3. Suppressing Scientific Notation
Often when working with scientific data you will come across very large numbers. Once these numbers are in the millions pandas will reformat them to scientific notation, which can be helpful, but not always.
To generate a dataframe with very large values, you can use the following code.
arr_data = np.random.default_rng().uniform(0, 10000000, size=(10,3))
df = pd.DataFrame(arr_data)
df
Sometimes you will want to display these numbers in their full form without the scientific notation. This can be done by changing the float_format
display option and passing in a small lambda function. This will reformat the display to have values without the scientific notation and up to 3 decimal places.
pd.set_option('display.float_format', lambda x: f'{x:.3f}')
If you want to make it nicer on the eye, you can add a comma separator between the thousands.
The code below may look the same as above, but if you look closely following the f'{x:
part of this code there is a comma.
pd.set_option('display.float_format', lambda x: f'{x:,.3f}')
4. Changing the Floating Point Precision within the Dataframe
There are occasions where the data you are working with may have too many values after the decimal point. This can sometimes make it messy to look at. By default, pandas will display 6 values after the decimal point.
To make it easier to read you can reduce the number of values displayed by calling upon display.precision
option and pass in the number of values you want to display.
pd.set_option('display.precision', 2)
When you view the original dataframe you will now see that the floating point precision of our numeric columns has been reduced to 2.

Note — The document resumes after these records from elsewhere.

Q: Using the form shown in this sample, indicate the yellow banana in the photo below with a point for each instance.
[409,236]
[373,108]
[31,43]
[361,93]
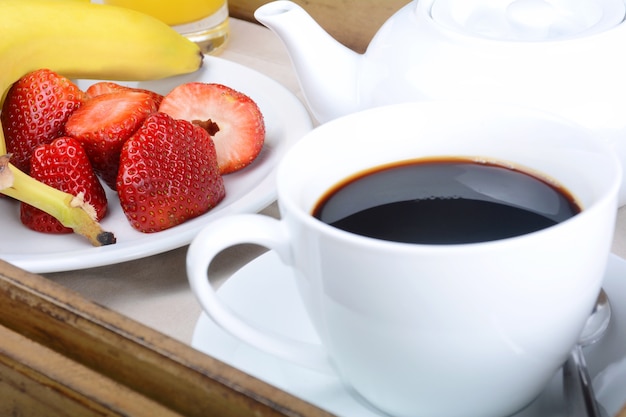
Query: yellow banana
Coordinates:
[81,40]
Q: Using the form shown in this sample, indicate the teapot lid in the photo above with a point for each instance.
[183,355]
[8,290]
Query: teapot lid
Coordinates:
[528,20]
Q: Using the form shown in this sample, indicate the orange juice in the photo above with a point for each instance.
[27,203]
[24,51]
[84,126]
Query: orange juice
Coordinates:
[202,21]
[173,12]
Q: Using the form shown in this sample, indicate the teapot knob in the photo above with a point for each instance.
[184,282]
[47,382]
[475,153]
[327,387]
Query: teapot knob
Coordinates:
[532,17]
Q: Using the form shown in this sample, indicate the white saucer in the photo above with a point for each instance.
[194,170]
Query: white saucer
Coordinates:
[263,292]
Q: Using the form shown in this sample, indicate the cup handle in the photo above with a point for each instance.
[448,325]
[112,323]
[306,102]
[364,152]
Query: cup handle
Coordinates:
[255,229]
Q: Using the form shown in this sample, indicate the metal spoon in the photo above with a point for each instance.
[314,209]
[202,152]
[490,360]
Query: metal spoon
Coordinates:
[579,396]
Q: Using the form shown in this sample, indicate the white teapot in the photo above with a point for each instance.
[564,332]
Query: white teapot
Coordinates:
[567,57]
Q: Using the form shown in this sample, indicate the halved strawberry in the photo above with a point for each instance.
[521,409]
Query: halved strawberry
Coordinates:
[34,112]
[240,130]
[168,174]
[107,87]
[64,165]
[104,123]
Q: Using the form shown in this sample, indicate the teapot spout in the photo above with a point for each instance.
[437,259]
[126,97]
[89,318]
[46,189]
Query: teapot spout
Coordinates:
[326,69]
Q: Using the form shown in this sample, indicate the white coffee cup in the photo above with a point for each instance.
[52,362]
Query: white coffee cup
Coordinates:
[431,330]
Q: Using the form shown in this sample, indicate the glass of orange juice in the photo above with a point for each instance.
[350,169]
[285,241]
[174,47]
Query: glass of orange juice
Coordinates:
[203,21]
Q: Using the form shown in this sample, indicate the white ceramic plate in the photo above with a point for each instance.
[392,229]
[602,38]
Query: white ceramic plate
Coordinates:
[248,190]
[264,292]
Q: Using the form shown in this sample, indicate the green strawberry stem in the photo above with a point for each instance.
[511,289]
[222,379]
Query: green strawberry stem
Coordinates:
[71,211]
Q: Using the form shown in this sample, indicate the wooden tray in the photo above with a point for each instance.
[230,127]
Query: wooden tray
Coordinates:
[62,355]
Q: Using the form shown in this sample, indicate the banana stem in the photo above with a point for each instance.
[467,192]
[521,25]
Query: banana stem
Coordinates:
[71,211]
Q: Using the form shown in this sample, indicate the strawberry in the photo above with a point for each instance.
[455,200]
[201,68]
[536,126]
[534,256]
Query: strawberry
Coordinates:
[34,112]
[232,118]
[104,123]
[168,174]
[106,87]
[64,165]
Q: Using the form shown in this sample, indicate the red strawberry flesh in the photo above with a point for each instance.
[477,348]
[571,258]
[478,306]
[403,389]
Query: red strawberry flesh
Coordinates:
[241,128]
[104,123]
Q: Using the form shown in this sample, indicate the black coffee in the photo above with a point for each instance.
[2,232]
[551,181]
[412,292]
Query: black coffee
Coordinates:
[445,201]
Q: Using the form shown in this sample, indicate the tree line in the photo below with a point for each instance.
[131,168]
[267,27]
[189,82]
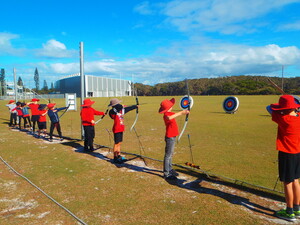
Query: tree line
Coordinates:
[231,85]
[44,90]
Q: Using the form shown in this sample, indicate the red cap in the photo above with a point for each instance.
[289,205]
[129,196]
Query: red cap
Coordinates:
[51,105]
[166,104]
[87,102]
[285,102]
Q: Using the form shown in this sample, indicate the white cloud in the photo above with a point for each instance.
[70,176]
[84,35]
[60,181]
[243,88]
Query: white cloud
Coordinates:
[55,49]
[291,26]
[143,8]
[193,62]
[224,16]
[6,46]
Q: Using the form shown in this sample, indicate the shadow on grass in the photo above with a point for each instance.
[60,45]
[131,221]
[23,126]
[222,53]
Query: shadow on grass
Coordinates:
[127,165]
[231,198]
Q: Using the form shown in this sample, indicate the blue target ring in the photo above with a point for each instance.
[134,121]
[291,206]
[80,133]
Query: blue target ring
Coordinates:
[186,102]
[231,104]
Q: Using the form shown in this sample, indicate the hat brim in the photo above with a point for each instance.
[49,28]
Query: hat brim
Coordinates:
[276,106]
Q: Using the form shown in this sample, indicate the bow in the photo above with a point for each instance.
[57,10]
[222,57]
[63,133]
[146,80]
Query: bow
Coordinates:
[102,116]
[65,111]
[189,108]
[137,110]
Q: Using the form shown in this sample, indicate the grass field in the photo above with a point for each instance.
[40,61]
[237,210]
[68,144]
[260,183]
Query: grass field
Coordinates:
[240,146]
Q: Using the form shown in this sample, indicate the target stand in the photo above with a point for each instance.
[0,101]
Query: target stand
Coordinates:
[231,104]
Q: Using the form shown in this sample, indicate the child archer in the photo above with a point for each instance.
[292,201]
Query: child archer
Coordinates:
[13,114]
[286,116]
[117,113]
[42,123]
[87,117]
[54,118]
[33,105]
[26,115]
[170,136]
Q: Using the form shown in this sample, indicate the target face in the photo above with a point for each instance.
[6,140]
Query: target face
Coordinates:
[186,102]
[231,104]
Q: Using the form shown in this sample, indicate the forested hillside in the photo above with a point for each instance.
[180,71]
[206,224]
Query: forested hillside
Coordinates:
[233,85]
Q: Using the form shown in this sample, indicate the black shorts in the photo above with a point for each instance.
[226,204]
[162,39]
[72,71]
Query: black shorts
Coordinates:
[42,125]
[118,137]
[35,118]
[288,166]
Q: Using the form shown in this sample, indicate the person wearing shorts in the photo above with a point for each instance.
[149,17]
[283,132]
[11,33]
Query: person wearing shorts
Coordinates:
[88,122]
[286,115]
[117,114]
[170,136]
[54,118]
[13,114]
[42,123]
[34,106]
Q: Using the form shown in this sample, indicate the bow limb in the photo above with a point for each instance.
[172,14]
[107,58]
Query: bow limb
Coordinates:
[102,116]
[137,111]
[65,111]
[187,115]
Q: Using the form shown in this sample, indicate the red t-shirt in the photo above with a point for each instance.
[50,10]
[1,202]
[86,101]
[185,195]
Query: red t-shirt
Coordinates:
[171,125]
[42,117]
[34,109]
[288,134]
[19,111]
[87,115]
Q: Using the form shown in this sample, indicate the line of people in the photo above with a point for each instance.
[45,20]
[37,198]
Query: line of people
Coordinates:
[88,113]
[19,111]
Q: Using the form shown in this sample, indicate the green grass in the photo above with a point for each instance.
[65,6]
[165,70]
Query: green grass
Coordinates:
[240,146]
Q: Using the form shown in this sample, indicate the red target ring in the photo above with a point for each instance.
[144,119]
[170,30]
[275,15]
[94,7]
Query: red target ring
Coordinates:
[231,104]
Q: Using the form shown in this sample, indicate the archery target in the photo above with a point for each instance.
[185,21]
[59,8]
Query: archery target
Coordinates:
[231,104]
[185,102]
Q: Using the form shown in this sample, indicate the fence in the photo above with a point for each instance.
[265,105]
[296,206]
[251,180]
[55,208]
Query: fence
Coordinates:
[25,96]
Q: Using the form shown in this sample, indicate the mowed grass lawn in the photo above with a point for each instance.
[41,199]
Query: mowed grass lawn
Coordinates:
[240,146]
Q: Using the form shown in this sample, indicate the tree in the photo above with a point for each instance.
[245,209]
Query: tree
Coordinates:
[2,81]
[37,79]
[45,88]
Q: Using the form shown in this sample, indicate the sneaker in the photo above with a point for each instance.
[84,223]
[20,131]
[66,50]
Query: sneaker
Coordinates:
[282,214]
[123,158]
[297,214]
[117,160]
[171,177]
[174,173]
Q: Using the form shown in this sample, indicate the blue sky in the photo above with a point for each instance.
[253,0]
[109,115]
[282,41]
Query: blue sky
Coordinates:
[150,41]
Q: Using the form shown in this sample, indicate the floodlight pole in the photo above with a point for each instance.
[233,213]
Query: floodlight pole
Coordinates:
[15,84]
[282,69]
[82,82]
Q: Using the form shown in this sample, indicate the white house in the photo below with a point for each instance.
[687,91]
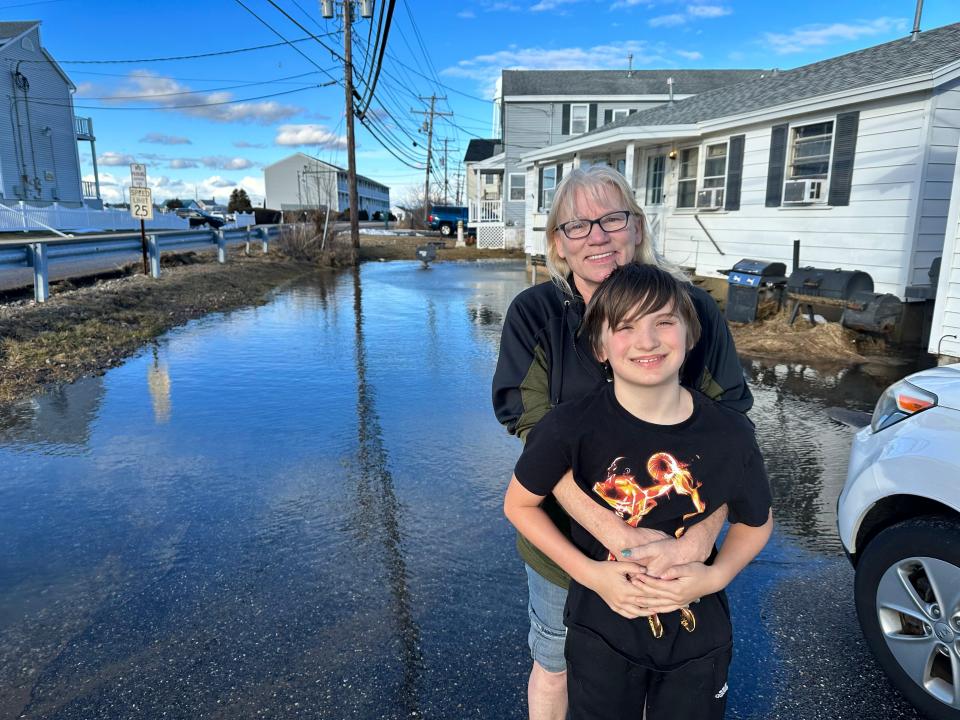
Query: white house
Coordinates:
[854,156]
[39,159]
[539,108]
[303,182]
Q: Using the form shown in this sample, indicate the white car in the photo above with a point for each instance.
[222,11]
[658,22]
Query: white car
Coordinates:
[899,521]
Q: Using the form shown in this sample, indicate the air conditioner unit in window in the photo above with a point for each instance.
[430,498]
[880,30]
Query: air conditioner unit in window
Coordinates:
[710,199]
[803,192]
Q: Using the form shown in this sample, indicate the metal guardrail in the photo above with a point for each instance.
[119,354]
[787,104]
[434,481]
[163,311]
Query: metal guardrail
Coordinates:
[38,253]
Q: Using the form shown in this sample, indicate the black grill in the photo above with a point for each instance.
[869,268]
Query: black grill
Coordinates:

Bear in mind that this setting only changes how the data is displayed. It does not change the underlying data values.
5. Controlling the Float Format
There may be occasions when the numbers you are dealing with represent percentages or monetary values. If this is the case it can be handy to have them formatted with the correct unit.
To append a percentage sign to your columns you can call upon the display.float_format
option and pass in the format of what you want to display using an f-string:
pd.set_option('display.float_format', f'{:,.3f}%')
To start the floating point numbers with a dollar sign you can change the code like so:
pd.set_option('display.float_format', f'${:,.2f}')
6. Changing the Default Pandas Plotting Library
When carrying out Exploratory Data Analysis you often have to generate quick plots of your data. You could build up a plot using matplotlib, however, you can do it with a few lines of code using pandas using the .plot()
method.
Pandas providea us with a range of plotting libraries to use:
To change the default plotting library for your current instance you need to change the plotting.backend
option for pandas.
pd.options.plotting.backend = "hvplot"
Once you have done that, you can then begin creating your plots with the .plot
method
df.plot(kind='scatter', x='1', y='2')
7. Resetting Pandas Display Options
In the event that you want to set the parameters for a specific option back to the default value, you can call upon the reset_option
method and pass in the option you want to reset.
pd.reset_option('display.max_rows')
Alternatively, if you have changed multiple options you can change them all back to their default values by providing the word all
as a parameter.
pd.reset_option('all')
Changing Multiple Options at Once
Instead of changing the previous settings one by one, you can leverage the power of a dictionary and then loop through each of the options and set them.
Doing this can help save time and reduce the amount of code written and improve readability.
import pandas as pd
settings = {
'max_columns': 30,
'min_rows':40,
'max_rows': 30,
'precision': 3
}for option, value in settings.items():
pd.set_option("display.{}".format(option), value)
Summary
Pandas is a powerful library and can be used straight out of the box, however, the default options may not be suitable for your needs. This article has covered some of the popular options you may want to change to improve how you view your dataframes.